Memory‘s Mexican director Michel Franco long has been interested in misfits; he returns repeatedly, in whatever language or location he is using at the time, to characters who are clinging to the margins, seen as inadequate. The man under the plastic bag is Saul (Peter Sarsgaard). She thinks she remembers him from school; she thinks he was one of her tormentors. Saul can’t be sure of what he remembers; he has dementia which, as his brother Isaac (Josh Charles) explains when he arrives to collect him, may be barely noticeable for weeks but can then plunge him into total confusion. As a matter of fact, he needs a caretaker, someone to be with him when Isaac is out making money. Would she consider it? She does. What she doesn’t admit is her own burden of trauma or that she is a recovering alcoholic. Thirteen years sober, but addiction – like the past – is never over.

Saul can’t remember raping a younger girl at school, but he isn’t outraged by the accusation, either; he is too used to being told he has forgotten things. Did it happen? Perhaps it is Sylvia whose memory has failed her. It doesn’t prevent them from developing an understanding that grows into something much greater, a physical bond that they don’t have to name. As portrayed by Sarsgaard, Saul’s failings seem to have given him a glowing calm that is the perfect counterweight to Sylvia’s agitation. Which makes Saul’s brother, for whom he has ostensibly been such a burden, furious beyond words.

Franco builds these characters’ lives in a an accrual of detail and incident that is perfectly judged: never overbearing, never melodramatic, never too dismal to bear, but a log of events – soon to become more memories – that shows people knocked about unfairly by circumstance when those around them are not, the sheer unfairness of it. In a complex, utterly committed performance, Chastain gives Sylvia a prickliness that is almost tangible but always understandable.
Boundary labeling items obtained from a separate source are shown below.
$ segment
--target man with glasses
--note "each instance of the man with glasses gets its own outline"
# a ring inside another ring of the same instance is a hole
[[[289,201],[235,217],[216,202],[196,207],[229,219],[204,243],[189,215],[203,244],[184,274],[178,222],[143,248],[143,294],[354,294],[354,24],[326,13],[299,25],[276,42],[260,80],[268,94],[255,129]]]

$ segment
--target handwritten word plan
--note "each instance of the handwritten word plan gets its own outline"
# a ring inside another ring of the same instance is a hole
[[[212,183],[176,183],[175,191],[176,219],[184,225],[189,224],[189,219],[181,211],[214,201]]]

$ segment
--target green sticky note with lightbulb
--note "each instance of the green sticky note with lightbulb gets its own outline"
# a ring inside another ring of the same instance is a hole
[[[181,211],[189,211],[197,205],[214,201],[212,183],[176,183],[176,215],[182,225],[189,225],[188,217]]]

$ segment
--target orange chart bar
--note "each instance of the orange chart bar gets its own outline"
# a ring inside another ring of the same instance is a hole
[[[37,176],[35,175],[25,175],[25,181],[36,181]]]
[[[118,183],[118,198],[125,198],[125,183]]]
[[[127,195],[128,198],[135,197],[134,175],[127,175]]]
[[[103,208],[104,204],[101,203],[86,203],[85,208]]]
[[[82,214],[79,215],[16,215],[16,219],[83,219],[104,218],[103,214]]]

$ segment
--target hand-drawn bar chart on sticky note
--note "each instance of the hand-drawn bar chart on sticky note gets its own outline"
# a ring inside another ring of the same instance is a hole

She never will forget or forgive her mother’s refusal to believe her when she told her she was abused. Within her family, she was cast first as the troublemaker, then as the failure. She is still a failure.

Her sister Olivia (Merritt Wever, solidly credible as always) did better; she married a high-flying lawyer. She slips Sylvia a bit of money when she can, but surreptitiously; her husband Jorge (Josh Philip Weinstein) would not approve. He doesn’t approve of his sister-in-law; essentially, he doesn’t approve of anything that makes him uncomfortable. When his own children ask why Sylvia never drinks, he shuts down her answer. There will be no talk about alcoholism in this house, he orders. There is a large glass of wine in his hand. There always is. There are subjects – a great many subjects, as it turns out – that should be left alone.

Franco, who both writes and directs, leapfrogs the narrative conventions of family dynamics to home in on these hostilities, whether overt or subterranean, that may be unanticipated but make perfect sense once you see them at work. His scalpel never misses. Isaac’s fury at losing his role as chief controlling officer of his brother’s life, for example, may be contrary to logic – why is he not relieved, his heart gladdened? – and yet as soon as he bellows into view, telling Sylvia to leave Saul alone if she actually cares about him, you can see it, the crystalline truth of it. Even that Isaac’s boho daughter would be furious at this other woman taking up all the space in her beloved uncle’s life; she reckons Sylvia must be some kind of gold-digger, because who could love a man losing his grip?

It is all exactly right in the writing but also in the performances; there is thoughtfulness behind all of it. Franco has been working this dramatic seam, always with exemplary actors, for years. He is a fixture on the festival circuit, with good reason. His films get small releases, smaller than they deserve. Perhaps Memory is the film that will bring him to a broader public. I hope so.